British MP in Parliament laments anti-Turkish prejudice

In House of Commons, British MP David Burrowes decries lack of information on events in Turkey and anti-Turkish prejudice

British MP in Parliament laments anti-Turkish prejudice

World Bulletin / News Desk

British MPs and Turkish journalists lamented the prejudice against Turkey and the lack of accurate information about it abroad at an event at the Parliament in London late Tuesday.

Turkish journalists from the Sabah Columnist Club held a panel discussion at the House of Commons to tell participants about the July 15 defeated coup in Turkey.

The discussion was hosted by David Burrowes, Conservative MP for Enfield, Southgate.

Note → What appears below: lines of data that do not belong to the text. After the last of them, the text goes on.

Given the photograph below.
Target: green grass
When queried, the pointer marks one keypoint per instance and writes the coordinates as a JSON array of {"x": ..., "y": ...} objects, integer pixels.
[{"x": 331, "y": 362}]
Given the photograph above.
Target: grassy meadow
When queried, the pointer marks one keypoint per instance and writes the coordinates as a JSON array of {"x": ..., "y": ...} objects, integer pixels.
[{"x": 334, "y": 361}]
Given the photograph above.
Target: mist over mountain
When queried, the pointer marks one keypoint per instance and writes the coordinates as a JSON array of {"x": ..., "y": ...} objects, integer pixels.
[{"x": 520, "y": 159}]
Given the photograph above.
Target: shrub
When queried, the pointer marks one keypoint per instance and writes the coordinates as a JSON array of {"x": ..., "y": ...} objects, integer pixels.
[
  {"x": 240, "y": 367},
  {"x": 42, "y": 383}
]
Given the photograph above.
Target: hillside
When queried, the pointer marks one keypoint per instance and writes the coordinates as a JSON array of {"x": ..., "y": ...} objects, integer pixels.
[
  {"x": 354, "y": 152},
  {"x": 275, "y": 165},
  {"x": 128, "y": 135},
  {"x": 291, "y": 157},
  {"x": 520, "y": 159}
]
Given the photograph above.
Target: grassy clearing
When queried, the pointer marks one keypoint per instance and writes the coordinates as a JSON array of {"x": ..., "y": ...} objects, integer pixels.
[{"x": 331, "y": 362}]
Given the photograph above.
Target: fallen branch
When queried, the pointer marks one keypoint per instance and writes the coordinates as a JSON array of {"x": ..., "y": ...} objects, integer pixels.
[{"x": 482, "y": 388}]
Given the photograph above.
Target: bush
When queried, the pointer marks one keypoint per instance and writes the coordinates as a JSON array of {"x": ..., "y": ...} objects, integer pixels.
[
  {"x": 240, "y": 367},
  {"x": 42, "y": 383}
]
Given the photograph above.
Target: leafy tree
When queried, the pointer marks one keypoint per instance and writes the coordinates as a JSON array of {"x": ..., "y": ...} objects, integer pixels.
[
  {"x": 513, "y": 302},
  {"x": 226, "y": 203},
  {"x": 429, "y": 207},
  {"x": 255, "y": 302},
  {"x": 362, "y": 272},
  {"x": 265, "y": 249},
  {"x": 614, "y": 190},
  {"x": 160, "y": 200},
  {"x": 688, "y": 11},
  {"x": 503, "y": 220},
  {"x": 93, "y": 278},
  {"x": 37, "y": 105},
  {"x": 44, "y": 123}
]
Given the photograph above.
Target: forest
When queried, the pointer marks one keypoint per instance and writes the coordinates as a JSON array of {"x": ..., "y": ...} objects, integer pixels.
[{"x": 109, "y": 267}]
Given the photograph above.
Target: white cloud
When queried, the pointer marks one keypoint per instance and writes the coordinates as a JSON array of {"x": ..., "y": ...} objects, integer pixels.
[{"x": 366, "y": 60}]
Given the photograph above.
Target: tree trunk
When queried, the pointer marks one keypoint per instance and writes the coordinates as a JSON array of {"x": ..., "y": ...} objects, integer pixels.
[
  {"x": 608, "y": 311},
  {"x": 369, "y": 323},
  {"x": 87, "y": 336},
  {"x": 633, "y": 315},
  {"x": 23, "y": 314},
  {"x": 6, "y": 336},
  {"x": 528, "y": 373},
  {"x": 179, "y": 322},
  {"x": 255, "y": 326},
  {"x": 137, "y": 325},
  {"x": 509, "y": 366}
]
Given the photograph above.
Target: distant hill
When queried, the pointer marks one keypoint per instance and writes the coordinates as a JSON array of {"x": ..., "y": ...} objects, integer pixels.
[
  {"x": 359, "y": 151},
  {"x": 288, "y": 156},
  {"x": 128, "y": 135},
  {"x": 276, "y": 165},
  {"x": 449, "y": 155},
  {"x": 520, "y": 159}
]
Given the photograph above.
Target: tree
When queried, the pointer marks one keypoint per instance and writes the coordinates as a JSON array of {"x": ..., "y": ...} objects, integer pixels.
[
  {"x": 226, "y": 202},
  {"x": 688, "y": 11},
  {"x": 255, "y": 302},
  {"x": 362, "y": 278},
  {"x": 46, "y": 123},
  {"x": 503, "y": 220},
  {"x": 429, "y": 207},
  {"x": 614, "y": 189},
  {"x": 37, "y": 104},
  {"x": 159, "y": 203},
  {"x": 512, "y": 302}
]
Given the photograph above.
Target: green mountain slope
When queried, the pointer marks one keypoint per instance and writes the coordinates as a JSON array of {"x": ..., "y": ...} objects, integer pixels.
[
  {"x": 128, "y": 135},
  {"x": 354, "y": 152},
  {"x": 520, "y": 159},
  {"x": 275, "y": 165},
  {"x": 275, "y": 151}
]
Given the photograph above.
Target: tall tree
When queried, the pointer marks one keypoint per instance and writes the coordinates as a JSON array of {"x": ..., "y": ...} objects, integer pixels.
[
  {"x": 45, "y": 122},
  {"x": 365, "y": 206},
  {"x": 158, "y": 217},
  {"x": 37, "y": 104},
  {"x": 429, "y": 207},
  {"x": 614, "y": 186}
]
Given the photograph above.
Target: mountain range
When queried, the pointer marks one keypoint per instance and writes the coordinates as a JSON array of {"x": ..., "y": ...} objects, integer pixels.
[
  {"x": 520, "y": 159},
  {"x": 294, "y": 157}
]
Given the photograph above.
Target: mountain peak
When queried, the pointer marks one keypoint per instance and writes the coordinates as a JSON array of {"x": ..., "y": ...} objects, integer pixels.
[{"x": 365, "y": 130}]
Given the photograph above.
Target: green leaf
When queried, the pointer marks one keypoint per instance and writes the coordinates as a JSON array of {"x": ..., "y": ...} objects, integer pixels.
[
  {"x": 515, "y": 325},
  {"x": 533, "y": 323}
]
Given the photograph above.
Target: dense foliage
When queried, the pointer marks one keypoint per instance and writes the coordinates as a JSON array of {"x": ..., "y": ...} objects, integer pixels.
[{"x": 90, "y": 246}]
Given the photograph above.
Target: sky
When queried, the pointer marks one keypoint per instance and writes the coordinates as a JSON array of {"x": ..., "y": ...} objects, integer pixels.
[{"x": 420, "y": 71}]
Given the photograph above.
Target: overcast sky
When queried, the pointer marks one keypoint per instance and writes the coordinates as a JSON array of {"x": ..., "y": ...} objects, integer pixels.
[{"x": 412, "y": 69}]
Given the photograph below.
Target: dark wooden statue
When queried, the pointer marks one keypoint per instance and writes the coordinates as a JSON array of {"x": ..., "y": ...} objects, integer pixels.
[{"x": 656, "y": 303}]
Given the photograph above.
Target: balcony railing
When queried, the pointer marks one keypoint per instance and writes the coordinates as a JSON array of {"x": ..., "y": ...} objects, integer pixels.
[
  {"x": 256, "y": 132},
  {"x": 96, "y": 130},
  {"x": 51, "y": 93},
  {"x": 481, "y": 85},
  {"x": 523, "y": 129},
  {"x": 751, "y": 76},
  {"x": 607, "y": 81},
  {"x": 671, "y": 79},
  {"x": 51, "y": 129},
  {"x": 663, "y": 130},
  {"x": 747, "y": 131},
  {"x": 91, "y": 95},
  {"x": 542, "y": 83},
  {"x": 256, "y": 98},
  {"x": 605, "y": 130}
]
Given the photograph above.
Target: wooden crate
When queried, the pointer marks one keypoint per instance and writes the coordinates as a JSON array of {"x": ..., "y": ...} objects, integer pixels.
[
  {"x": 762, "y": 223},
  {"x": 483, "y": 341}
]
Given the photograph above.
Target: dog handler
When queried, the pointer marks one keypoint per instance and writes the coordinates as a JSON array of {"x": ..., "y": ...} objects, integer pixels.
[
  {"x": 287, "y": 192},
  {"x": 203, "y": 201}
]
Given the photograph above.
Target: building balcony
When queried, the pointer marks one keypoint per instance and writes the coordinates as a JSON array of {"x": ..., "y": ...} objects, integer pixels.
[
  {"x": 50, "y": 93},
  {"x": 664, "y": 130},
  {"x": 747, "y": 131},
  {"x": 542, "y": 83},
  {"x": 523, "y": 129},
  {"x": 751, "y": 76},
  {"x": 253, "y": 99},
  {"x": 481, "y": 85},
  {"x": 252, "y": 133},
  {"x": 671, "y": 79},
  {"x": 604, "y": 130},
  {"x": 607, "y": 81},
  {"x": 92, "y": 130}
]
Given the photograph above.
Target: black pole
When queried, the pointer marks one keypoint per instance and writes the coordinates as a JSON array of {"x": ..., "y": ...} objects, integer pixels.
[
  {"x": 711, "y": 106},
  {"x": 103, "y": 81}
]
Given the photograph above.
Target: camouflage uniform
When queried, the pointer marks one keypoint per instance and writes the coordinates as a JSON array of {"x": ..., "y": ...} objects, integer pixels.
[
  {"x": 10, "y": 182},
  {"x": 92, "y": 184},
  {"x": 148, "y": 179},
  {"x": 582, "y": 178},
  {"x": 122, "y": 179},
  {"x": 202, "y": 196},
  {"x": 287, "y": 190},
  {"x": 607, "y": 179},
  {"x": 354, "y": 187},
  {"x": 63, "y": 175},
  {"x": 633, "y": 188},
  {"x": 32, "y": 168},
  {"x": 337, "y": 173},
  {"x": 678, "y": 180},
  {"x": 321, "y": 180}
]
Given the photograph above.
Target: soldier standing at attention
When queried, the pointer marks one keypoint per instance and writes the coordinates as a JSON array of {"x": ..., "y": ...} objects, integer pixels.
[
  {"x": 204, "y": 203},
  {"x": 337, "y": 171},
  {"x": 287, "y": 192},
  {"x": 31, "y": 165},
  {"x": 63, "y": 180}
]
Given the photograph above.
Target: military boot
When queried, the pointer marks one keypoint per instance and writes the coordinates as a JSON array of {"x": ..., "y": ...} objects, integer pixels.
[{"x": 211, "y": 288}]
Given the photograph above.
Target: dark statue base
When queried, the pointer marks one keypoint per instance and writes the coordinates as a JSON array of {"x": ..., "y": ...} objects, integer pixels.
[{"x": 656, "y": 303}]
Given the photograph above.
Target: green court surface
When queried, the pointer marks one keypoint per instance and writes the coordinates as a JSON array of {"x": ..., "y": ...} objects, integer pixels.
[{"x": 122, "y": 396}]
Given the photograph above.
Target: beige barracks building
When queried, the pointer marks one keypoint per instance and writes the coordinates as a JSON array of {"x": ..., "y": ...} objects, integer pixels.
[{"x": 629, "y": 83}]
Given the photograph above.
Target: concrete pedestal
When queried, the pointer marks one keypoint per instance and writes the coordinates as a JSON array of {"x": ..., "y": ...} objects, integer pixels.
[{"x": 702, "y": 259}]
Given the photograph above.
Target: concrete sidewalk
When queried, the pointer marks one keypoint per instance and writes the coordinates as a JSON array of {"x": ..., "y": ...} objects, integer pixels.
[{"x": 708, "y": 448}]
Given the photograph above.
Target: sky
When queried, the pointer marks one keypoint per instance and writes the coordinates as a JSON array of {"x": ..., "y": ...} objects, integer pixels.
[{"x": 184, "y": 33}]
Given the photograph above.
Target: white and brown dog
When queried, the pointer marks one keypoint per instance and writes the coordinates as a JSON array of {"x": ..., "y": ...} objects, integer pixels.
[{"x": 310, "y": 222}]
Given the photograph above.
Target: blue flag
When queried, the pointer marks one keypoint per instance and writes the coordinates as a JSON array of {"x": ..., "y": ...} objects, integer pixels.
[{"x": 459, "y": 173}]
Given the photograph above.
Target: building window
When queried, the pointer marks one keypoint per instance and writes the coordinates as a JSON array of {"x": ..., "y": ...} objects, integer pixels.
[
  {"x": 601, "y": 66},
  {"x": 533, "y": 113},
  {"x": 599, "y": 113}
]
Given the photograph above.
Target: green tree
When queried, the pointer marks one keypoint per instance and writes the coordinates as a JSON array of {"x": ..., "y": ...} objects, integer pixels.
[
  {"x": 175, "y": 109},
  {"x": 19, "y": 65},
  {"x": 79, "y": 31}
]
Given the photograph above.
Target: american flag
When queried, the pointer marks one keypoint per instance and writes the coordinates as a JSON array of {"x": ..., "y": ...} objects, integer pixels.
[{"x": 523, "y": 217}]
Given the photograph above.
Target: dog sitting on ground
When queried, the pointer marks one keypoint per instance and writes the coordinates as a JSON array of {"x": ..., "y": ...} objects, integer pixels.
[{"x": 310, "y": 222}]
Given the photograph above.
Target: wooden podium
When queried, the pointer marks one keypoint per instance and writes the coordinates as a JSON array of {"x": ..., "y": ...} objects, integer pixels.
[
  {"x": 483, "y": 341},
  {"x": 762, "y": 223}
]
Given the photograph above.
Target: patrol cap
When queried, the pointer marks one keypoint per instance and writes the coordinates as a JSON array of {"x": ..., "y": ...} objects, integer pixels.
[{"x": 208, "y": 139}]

“I have been a member of Parliament for about 11 years,” Burrowes started his opening remarks.

“I have not known a time when there was such a lack of information about what is happening in Turkey and prejudice in relation to Turkey,” he emphasized.

Burrowes said the only way to redress this situation is through proper information. “And this is what this forum is doing today,” he added.

Speaking after the British lawmaker, Sabah daily columnist and Financial Editor Seref Oguz stressed the strength of the Turkish economy after the coup attempt.

Oguz said that on the day of July 15 the Turkish people not only protected the Turkish democracy but also its economy.

“A week after the coup attempt, $9 billion worth of foreign currency in Turkey had been changed into the Turkish lira,” he stated.

Oguz said Turkish banks did not change their work schedules or procedures when the state of emergency was announced.

"The Turkish people continued their daily routines after the coup attempt and did not panic," he stated.

Burhanettin Duran, Sabah columnist and head of the Foundation for Political, Economic and Social Research (SETA), said it was not the first coup attempt plotted by the Fetullah Terror Organization (FETO).

“It designed itself from the beginning as a parallel structure or a secretive organization to take control of the state. July 15 was not only attempt by the Gulenist movement to take over the government; actually they did this twice before,” he said,

“The first time they tried a partial takeover was Feb, 7, 2012, when prosecutors with apparent links to the Gulenist movement tried to seize the Turkish intelligence chief for interrogation." 

The defeated coup left 241 people martyred and nearly 2,200 injured. The government accuses Fetullah Terror Organization (FETO) leader Fetullah Gulen of being the mastermind behind the putsch attempt and a long-running campaign to overthrow the state through the infiltration of Turkish institutions, particularly the military, police, and judiciary, forming what is commonly known as the parallel state.

Turkey is currently under a state of emergency following the defeated coup and had the order extended three more months as of Oct. 19.